Rashid simply shook his head, in terror and denial. “No one ever comes here . . . unless it is to . . .” He didn’t know how to complete that sentence, nor did he want to. The only other people who came here were prisoners, men al-Kalli planned to feed to the beasts. Was he about to become one of them? Rashid thought. Words of the Koran began to tumble like a fast-moving stream through his head.
Al-Kalli threw him away, like something soiled, and Rashid sprawled on the dirt floor of the bestiary. He knew enough not to get up; it was better to lie prostrate, submissive, defeated; it was true among the animals, and it was true among men.
Al-Kalli’s gaze, filled with contempt and disgust, moved away from him. The scent of blood in the air, however slight, had agitated the animals. There were grunts and snarls, and overhead the furious beating of wings. As al-Kalli watched, his prized phoenix dropped off its lofty perch and swooped in a blaze of red and gold into the air, screeching like a whole flock of eagles. It flew madly from one end of the vast facility to the other, the tips of its glistening wings grazing the steel walls, its claws extended and flexing as if anxious to capture some living prey.
The other animals, watching its flight and perhaps envying the bird’s relative freedom, let loose with a louder volley of howls and yelps and growls. There was a dense, musky smell in the air, and even Jakob instinctively loosened his jacket enough to make drawing his gun easier.

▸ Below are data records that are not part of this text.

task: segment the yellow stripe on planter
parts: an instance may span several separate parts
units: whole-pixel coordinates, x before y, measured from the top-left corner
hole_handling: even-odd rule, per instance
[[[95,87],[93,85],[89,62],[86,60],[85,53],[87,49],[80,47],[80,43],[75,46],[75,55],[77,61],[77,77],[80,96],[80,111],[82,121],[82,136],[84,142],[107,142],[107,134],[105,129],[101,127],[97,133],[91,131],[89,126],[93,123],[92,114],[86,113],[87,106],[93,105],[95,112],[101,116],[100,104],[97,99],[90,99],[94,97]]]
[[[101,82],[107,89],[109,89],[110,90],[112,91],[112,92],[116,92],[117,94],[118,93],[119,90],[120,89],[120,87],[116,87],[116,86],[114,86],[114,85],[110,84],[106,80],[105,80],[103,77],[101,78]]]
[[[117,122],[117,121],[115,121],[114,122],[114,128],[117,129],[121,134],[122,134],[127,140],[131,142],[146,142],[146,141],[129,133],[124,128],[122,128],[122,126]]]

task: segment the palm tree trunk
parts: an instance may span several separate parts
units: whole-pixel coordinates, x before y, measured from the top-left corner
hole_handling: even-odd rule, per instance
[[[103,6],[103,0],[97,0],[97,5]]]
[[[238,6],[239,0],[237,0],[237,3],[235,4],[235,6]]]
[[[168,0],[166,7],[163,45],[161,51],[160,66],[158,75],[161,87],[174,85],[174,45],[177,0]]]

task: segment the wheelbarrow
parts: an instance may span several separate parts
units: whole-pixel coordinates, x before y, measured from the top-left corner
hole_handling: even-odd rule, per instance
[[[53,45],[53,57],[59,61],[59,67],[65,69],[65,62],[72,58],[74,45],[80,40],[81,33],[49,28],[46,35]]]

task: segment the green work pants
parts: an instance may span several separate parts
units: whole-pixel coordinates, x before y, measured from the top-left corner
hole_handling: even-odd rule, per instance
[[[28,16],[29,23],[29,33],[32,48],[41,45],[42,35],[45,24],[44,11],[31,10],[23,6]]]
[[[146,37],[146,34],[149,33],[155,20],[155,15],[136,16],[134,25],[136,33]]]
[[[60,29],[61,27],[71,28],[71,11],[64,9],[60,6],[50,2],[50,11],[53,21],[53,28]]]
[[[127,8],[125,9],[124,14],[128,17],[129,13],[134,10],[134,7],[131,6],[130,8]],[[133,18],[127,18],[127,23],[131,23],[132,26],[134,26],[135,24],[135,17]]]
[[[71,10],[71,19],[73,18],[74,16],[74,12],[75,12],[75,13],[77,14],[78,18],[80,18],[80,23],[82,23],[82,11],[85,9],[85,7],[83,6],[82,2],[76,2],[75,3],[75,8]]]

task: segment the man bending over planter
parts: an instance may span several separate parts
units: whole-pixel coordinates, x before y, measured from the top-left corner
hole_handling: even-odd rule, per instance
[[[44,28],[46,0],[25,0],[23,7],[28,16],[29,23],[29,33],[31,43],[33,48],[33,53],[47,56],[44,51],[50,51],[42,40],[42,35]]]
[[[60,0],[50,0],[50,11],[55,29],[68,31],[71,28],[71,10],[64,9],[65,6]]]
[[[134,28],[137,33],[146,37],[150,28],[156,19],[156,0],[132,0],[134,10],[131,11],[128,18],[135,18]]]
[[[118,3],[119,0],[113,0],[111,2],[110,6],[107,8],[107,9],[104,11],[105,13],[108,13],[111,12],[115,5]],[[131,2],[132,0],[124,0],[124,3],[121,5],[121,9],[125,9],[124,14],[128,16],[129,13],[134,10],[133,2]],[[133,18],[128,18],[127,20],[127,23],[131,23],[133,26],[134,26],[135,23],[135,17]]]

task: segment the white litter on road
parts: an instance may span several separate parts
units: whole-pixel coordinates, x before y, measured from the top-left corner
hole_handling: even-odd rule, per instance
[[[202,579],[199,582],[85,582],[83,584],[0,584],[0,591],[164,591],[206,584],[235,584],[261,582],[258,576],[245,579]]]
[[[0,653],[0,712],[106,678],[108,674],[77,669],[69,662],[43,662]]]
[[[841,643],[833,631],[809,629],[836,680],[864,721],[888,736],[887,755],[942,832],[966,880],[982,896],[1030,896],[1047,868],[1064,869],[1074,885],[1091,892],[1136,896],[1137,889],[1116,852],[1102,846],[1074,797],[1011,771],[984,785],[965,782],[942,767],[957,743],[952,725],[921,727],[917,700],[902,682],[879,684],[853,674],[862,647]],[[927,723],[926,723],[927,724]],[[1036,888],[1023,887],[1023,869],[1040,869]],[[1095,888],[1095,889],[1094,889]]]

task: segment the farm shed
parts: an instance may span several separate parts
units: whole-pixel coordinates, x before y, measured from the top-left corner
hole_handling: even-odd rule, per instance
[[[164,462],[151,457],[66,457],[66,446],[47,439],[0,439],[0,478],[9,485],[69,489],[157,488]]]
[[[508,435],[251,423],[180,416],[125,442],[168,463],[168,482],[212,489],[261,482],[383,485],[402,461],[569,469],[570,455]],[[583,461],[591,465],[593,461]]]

What was he to do? al-Kalli wondered, as the cries rose around him. His beasts were dying—the legacy of his family, for thousands of years, was about to vanish under his care. Under difficult circumstances, he had saved as many as he could, as many as he thought necessary to breed and sustain the species. But he was failing. Rashid was a fool, and, despite all his training, no more capable of caring for such exquisite treasures than the idiot boy, Bashir. These were creatures from a time before time, beasts that had walked among the dinosaurs, that had grazed the fields of Eden. It would be a risk—it would always be a risk—to share the knowledge of them with anyone.
But what was needed, al-Kalli saw more clearly now than ever before, was someone who knew that world. Someone who understood creatures of such great antiquity—someone who revered them as he did—and who might intuit what they needed to survive.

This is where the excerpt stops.